The Nuu-chah-nulth canoe design is recognized as one of the finest and most efficient hull designs in the world. It has been designed by people who have lived on the West Coast of Vancouver Island for thousands of years, for conditions of the ocean in its many moods. The stability of the canoe has been developed over a very long time and today it is one of the most seaworthy crafts that have ever been put to use on this coast.

Small canoes for duck hunting or clam digging measured 10 feet, while the largest, freight canoes, were about 50 feet long. The most common size was between 32 and 35 feet, used for travel, warfare, and whale-hunting. (Humpback whales were hunted 30 miles offshore.)

 

Canoe Carving

Joe Martin was born October 1953. He has lived in Clayoquot Sound all of his life and grew up in canoes with his late father Chief Robert Martin senior. Joe began learning canoe carving at the young age of 5, when his father would take him along to an island near the village of Opitsaht. There, the only guideline little Joe had was to not go beyond such and such a tree, out of Robert's sight. He was not expected to do anything but watch, as his dad carved a canoe using only eye judgement and hand tools: a D-adze, an axe, a planer and a drawknife.

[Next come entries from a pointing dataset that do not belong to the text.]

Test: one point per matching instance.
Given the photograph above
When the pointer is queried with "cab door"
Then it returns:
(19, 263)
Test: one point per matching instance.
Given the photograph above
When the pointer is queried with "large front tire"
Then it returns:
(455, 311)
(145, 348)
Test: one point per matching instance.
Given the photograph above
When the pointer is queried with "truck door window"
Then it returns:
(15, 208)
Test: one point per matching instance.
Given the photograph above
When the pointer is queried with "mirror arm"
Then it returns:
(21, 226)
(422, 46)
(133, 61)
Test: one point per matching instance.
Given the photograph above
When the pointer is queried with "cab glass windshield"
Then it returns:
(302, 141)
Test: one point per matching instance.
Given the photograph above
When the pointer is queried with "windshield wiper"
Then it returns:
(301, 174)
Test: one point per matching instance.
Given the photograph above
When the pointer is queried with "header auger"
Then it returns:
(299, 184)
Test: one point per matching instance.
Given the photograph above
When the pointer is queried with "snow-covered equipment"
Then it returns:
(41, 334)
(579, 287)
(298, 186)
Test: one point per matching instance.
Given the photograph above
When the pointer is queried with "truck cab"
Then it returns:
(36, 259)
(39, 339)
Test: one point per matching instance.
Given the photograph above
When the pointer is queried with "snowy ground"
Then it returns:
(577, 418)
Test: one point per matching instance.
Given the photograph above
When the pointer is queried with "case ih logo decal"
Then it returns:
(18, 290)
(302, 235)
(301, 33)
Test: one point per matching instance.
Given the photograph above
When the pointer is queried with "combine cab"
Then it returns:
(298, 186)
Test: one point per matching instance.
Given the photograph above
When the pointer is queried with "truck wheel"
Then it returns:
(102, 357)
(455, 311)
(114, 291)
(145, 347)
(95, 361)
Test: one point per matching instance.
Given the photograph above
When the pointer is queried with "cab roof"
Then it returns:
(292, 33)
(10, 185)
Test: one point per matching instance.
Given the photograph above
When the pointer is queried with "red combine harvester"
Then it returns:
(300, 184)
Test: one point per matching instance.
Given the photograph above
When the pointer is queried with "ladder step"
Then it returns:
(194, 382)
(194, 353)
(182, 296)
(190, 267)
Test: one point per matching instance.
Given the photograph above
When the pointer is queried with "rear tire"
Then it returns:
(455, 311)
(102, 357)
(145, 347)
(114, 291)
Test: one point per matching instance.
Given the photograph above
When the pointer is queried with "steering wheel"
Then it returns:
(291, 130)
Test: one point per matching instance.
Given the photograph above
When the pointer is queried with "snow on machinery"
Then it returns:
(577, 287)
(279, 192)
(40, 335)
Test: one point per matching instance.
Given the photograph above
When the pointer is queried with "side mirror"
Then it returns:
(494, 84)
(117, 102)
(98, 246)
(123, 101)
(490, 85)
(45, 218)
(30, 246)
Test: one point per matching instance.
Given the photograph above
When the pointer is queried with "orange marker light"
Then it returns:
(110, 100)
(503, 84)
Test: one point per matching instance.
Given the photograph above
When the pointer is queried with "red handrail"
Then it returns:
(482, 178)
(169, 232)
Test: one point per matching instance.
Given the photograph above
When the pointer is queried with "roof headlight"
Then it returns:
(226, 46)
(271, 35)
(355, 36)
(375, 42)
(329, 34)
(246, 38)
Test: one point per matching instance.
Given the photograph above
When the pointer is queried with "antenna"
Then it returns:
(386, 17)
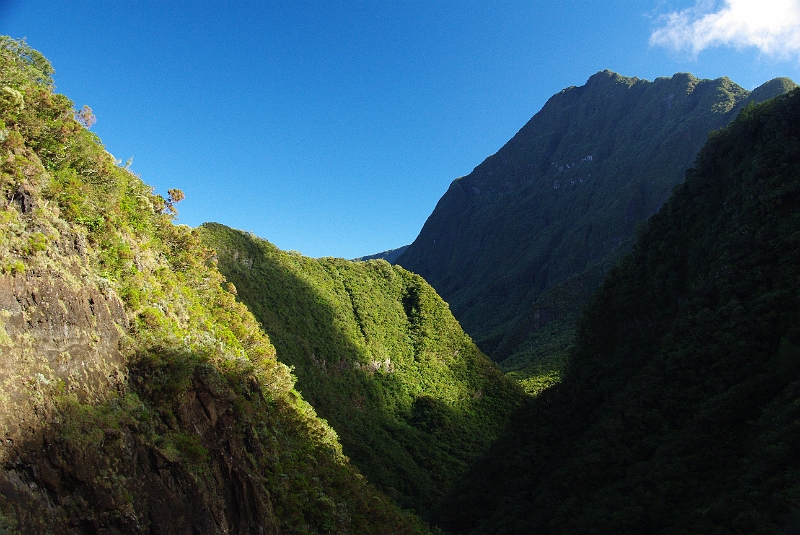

Joe began canoe carving seriously in 1984 with his father and brother Carl in Tofino inlet. They hand-hauled a cedar log, which measured 5 feet in diameter by 25 feet long, from the forest to the village of Opitsaht, and there carved it into a 25-foot canoe. He remembers carving many canoes since then. "During a blockade of a logging company in the years 1984-85 we carved 3 more canoes. This was done to show our connection to this land and to show that our culture is still very much alive from knowledge that has been passed down from our ancestors",

Joe has carved canoes for several Nuu-chah-nulth tribes, the most famous one being sold to the Makah Nation in Neah Bay, Washington, from which a grey whale was successfully hunted in 1999.

To date he has carved 25 canoes. Many people have passed knowledge on to him along the way. His Father, the late Chief Robert Martin Sr; and the late Chief Ben Andrews whose simple techniques gave him much help. He also credits Moses Smith, and many other Nuu-chah-nulth elders that have since passed on.